Ein aussagekräftigerer OECD-Vergleich, basierend auf einem einheitlichen Fragebogen, zeigt Deutschland mit einem krankheitsbedingten Arbeitszeitausfall von 6,8 Prozent im oberen Mittelfeld. Länder wie Belgien (6,7 Prozent) und Schweden (6,6 Prozent) liegen knapp dahinter. Auffällig ist Luxemburg, das trotz eines großzügigen Systems nur 3,2 Prozent Arbeitsausfall verzeichnet. „Die Unterschiede lassen sich nicht allein durch Systeme der Entgeltfortzahlung erklären. Faktoren wie Erwerbsquoten und Altersstrukturen spielen ebenfalls eine Rolle“, so IGES-Wissenschaftlerin Susanne Hildebrandt.

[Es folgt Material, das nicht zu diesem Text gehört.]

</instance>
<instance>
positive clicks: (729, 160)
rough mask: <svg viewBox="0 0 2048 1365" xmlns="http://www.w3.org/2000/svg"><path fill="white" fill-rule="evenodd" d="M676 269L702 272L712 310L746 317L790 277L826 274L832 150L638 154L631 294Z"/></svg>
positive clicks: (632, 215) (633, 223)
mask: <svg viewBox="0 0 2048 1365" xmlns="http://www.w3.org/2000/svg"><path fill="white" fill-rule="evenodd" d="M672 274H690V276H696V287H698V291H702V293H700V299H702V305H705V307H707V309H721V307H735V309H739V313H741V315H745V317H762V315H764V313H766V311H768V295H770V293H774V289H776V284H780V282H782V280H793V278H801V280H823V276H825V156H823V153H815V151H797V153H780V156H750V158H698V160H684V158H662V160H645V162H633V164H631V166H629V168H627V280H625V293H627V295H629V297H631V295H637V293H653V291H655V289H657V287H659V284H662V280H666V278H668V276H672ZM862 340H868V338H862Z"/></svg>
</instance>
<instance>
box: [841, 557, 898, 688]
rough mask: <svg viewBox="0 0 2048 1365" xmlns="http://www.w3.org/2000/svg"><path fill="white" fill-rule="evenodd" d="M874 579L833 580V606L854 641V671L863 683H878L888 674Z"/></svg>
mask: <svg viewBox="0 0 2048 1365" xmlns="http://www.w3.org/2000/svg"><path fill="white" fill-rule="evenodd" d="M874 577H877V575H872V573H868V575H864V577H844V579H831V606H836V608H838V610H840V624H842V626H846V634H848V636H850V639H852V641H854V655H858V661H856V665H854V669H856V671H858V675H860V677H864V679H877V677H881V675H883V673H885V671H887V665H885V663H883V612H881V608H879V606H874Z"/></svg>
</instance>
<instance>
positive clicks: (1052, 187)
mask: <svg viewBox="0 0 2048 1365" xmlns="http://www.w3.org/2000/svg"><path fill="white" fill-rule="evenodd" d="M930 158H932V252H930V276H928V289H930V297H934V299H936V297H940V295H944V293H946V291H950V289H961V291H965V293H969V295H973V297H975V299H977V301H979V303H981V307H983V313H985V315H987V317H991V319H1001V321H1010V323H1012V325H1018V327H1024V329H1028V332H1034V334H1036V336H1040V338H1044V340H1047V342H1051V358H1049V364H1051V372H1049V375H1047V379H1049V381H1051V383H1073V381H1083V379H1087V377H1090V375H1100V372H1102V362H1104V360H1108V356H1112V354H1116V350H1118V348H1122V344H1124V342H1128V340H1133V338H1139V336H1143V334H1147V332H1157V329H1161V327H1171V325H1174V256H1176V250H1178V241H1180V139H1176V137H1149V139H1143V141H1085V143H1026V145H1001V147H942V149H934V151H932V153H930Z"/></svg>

„Ich hoffe, dass die aktuellen IGES-Analysen über die Auswirkungen des elektronischen Meldesystems und die methodischen Probleme im europäischen Vergleich die Diskussion über den Krankenstand in Deutschland versachlichen“, betont Storm. Die Debatte beeinflusse das Miteinander in den Betrieben auf negative Weise und schüre Misstrauen gegenüber krankgemeldeten Beschäftigten. „Misstrauen ist ein Zeichen negativer Wertschätzung und als solches ein Gesundheitsrisiko“, so Storm. Angesichts der angespannten wirtschaftlichen Lage in vielen Firmen empfiehlt die DAK-Gesundheit Prävention und ein betriebliches Gesundheitsmanagement, das systemisch angelegt ist.